Las Vegas Sun

April 26, 2024

Photos: An inside look at UNLV’s new medical school building

The $125 million, 130,000-square-foot Kirk Kerkorian Medical Education Building is set for a grand opening gala

Medical Education Building Tour

Steve Marcus

A hallway is shown during a preview tour of the Kirk Kerkorian Medical Education Building Friday, Sept. 30, 2022. The $120 million education building is scheduled to open on Oct. 5.

Medical Education Building Tour

A hospital room environment is shown during a preview tour of the Kirk Kerkorian Medical Education Building Friday, Sept. 30, 2022. The $120 million education building is scheduled to open on Oct. 5. Launch slideshow »

UNLV’s medical school building is almost ready.

The six giant tablet computers where students will do virtual cadaver dissections are in place at the Kirk Kerkorian School of Medicine at UNLV, as are the illuminated abstract trees on the terrace where students will relax. Chairs are tucked neatly against tables in classrooms and the water runs strong out of the faucets on the scrub sink outside the state-of-the-art simulated operating room.

Nevada Health and Bioscience Corporation, the project's developer, will host on Wednesday a private grand opening gala of the $125 million, 130,000-square-foot Kirk Kerkorian Medical Education Building. It will be a first-look for community leaders and university officials of one of the jewels in the crown of the refreshed Las Vegas Medical District. It will begin hosting students for classes in January.

“This is a testament to the people who believed in this 14, 15 years ago who put their names and reputations on the line to make this happen,” said Lindy Schumacher, a board member of the nonprofit Nevada Health and Bioscience Corp. development agency, which is overseeing the public-private construction project.

The Kerkorian School of Medicine admitted its first students in 2017 and has since sent two cohorts of young medical doctors to residencies. Early students have shared space with the nearby UNLV dental school.

While plastic sheeting still surrounds the helical staircase connecting the third floor to a mezzanine, the building is all but done. With five stories of classroom, lab, study, social and office space, UNLV can soon admit classes of 120 students at a time, doubling its current capacity.

Maureen Schafer, Nevada Health and Bioscience Corp.’s chief executive, said the building is coming in about $2 million under budget and two years before deadline. Another board member, Kris Engelstad, noted that being both early and under budget is rare for such a major construction project.
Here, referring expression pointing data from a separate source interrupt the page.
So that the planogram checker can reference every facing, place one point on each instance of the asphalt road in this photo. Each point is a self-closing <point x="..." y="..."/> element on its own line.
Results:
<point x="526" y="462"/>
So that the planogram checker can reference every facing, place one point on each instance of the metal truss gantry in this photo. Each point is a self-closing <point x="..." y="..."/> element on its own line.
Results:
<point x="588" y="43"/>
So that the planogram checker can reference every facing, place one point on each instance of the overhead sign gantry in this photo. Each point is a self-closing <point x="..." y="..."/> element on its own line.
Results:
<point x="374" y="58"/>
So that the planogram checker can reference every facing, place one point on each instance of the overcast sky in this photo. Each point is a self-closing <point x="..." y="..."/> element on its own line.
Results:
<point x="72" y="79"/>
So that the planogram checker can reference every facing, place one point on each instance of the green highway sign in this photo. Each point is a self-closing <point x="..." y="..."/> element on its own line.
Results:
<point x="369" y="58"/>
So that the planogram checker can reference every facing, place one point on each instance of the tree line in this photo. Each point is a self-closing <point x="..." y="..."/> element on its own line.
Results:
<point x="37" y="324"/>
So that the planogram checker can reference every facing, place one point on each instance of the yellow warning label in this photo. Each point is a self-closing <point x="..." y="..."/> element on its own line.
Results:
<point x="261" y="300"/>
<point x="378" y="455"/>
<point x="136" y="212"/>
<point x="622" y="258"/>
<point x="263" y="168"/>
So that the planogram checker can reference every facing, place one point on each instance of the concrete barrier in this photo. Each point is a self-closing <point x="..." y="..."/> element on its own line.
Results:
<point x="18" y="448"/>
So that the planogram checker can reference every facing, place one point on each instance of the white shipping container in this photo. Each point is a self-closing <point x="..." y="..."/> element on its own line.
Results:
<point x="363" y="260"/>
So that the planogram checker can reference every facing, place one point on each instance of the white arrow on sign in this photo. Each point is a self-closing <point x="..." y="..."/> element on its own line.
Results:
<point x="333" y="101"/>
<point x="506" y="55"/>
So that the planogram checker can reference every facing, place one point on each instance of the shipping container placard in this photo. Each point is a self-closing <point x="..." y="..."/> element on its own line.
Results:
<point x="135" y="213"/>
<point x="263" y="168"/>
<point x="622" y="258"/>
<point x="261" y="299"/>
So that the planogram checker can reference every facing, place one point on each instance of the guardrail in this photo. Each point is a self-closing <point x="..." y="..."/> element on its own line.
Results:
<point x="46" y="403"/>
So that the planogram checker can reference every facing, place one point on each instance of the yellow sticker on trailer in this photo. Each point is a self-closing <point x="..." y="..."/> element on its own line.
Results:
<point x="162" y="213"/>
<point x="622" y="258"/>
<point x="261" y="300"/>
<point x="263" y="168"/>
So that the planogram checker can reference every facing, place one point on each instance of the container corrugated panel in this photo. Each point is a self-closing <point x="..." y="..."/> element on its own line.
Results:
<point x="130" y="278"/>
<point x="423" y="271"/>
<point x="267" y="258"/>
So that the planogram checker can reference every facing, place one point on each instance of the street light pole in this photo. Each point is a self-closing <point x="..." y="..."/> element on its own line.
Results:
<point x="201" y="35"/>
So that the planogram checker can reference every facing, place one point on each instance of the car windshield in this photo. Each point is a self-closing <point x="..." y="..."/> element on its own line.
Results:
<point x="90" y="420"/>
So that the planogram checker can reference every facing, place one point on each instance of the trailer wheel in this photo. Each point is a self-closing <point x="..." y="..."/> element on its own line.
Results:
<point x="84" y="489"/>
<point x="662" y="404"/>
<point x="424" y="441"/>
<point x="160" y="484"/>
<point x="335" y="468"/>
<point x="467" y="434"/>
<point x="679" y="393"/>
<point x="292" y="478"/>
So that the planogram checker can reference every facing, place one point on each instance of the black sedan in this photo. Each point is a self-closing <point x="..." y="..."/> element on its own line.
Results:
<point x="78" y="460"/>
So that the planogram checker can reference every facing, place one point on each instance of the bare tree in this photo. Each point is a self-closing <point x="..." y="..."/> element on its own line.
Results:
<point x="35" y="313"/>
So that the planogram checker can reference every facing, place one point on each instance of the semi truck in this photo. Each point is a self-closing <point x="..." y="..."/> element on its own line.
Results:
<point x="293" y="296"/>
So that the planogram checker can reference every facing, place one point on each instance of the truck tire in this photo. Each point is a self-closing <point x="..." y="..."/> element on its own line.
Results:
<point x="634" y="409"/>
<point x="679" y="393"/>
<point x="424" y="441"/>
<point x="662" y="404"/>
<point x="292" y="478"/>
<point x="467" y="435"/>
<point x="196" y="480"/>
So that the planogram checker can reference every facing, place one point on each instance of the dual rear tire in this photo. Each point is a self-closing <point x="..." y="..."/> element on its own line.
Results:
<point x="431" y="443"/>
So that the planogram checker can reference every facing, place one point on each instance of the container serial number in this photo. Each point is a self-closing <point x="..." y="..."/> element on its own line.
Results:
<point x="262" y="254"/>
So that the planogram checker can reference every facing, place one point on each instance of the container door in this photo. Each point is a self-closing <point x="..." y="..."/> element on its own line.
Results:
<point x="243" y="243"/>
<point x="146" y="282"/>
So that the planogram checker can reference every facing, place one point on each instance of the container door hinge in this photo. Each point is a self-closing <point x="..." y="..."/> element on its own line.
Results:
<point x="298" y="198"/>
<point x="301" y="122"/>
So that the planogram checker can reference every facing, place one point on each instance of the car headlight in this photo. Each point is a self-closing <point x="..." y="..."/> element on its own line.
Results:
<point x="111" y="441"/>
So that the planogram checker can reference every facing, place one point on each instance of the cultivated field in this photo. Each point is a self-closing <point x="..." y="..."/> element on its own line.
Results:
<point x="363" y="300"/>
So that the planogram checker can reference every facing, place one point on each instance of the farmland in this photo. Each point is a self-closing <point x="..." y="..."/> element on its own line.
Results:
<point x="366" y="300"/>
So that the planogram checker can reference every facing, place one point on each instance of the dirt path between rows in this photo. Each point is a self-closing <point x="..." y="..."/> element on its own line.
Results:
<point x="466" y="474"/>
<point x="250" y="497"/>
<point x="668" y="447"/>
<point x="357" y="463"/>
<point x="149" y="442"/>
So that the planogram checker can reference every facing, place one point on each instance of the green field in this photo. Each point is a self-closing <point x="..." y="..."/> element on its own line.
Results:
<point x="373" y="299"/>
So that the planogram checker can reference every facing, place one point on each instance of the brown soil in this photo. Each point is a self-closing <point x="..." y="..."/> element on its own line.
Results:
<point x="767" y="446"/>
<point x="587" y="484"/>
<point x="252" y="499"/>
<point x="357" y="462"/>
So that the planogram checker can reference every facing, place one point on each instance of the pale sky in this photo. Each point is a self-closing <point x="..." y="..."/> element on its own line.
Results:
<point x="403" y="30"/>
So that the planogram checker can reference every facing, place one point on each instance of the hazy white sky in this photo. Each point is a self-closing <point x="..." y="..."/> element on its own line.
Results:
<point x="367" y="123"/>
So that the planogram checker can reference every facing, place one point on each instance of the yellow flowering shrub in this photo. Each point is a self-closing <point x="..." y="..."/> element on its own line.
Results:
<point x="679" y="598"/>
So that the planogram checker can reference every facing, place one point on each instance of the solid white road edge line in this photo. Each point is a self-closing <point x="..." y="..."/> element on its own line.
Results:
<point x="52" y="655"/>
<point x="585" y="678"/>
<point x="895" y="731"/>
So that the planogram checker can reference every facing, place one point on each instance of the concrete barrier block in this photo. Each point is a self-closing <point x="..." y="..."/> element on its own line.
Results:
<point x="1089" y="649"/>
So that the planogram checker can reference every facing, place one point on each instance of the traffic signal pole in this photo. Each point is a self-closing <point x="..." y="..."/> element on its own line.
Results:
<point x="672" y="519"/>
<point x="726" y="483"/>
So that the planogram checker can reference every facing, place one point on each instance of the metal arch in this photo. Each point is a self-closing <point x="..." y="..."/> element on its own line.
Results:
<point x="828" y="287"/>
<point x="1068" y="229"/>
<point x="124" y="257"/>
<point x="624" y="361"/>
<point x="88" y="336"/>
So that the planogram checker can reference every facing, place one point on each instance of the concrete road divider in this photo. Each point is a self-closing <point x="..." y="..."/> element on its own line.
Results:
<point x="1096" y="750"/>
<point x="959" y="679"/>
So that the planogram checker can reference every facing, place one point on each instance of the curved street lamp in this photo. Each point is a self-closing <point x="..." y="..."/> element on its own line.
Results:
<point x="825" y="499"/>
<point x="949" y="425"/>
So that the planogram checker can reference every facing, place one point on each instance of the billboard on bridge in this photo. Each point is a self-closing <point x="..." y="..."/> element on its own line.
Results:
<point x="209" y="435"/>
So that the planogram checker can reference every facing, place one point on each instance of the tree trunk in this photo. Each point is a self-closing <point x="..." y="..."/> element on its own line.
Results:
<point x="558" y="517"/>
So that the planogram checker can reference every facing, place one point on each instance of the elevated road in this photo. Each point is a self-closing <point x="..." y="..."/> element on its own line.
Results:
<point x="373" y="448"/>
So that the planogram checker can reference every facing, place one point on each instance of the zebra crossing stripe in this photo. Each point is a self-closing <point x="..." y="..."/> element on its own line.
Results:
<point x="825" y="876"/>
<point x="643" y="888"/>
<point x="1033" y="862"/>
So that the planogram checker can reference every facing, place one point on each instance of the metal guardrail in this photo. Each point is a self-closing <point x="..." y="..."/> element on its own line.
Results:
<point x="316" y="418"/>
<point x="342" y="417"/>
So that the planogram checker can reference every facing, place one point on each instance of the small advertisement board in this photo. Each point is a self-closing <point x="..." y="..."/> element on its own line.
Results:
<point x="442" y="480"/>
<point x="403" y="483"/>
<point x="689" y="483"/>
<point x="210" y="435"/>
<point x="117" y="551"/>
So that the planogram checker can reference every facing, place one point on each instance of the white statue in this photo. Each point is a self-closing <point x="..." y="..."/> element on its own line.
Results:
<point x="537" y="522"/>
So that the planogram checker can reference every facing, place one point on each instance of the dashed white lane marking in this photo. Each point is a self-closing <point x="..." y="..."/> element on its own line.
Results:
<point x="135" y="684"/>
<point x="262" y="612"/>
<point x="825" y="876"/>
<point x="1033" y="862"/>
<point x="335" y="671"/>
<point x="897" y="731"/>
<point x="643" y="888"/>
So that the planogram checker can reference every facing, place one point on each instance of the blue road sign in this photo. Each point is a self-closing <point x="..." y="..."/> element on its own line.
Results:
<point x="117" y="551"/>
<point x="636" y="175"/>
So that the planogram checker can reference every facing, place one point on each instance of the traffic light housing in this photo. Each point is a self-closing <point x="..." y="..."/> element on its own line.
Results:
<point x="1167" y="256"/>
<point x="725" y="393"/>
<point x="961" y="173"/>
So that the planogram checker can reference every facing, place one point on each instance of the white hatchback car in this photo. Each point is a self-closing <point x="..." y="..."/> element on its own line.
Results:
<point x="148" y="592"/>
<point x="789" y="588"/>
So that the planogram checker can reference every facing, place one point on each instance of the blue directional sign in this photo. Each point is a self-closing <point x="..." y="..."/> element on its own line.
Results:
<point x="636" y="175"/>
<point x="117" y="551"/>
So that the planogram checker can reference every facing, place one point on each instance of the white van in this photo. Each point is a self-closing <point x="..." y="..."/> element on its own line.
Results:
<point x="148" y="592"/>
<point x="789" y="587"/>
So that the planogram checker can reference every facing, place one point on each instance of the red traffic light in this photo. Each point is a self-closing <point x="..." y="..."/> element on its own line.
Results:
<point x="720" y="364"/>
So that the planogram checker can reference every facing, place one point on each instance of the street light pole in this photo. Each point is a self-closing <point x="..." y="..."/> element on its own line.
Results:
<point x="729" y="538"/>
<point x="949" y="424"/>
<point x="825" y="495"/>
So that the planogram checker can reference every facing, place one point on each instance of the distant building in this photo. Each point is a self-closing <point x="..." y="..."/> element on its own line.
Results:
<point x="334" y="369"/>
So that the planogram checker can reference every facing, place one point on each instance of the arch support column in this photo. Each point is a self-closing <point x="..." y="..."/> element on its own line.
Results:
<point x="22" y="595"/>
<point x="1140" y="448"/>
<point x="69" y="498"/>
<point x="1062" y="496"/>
On a building tour Friday, Schafer showed off the full-scale operating room — “It’s extraordinarily invaluable for helping the students prepare themselves” — and patient rooms where students will work on mannequins.

There’s a small gross anatomy lab, where donated human bodies will offer irreplaceable experience for surgeons in training. For all other students, there’s the virtual anatomy lab, where they can examine the interior and exterior structures of the body, scanned and digitized for study on a touch-screen tablet about 3 feet by 5 feet.

The building has a large meeting room but no cavernous lecture halls of traditional academia. The school follows a curriculum where first and second-year students work in small groups to solve hypothetical problems.

The centerpiece of the building is the ground-floor “forum,” a gathering spot that resembles an amphitheater and looks onto a landscaped terrace through floor to ceiling windows that lift up like a garage door to blend the indoor and outdoor spaces during mild weather.

Schafer said the building is both “serious” and welcoming, with social spaces bathed in natural light and facing only-in-Vegas Strip views to “put its arms around the students” during their intense studies.

Schumacher said that paying for the building was the easy part — the hurdles were in getting construction started as cost estimates yo-yoed and thought leaders initially wondered why the medical school at UNR wasn’t enough for Las Vegas, a 2.2-million-resident metropolis some 7 hours south of Reno.

Workers broke ground in October 2020. The Nevada Health and Bioscience Corp. raised more than $150 million from private donors in addition to $25 million from the state. It will lease the building to the university for $1 per year.

Inspired by the build, Nevada Health and Bioscience Corp. will next turn its attention to an ambulatory care clinic and pathology lab. The clinic and lab, within walking distance of the medical school, are in the design phase and infused with $70 million in state funds.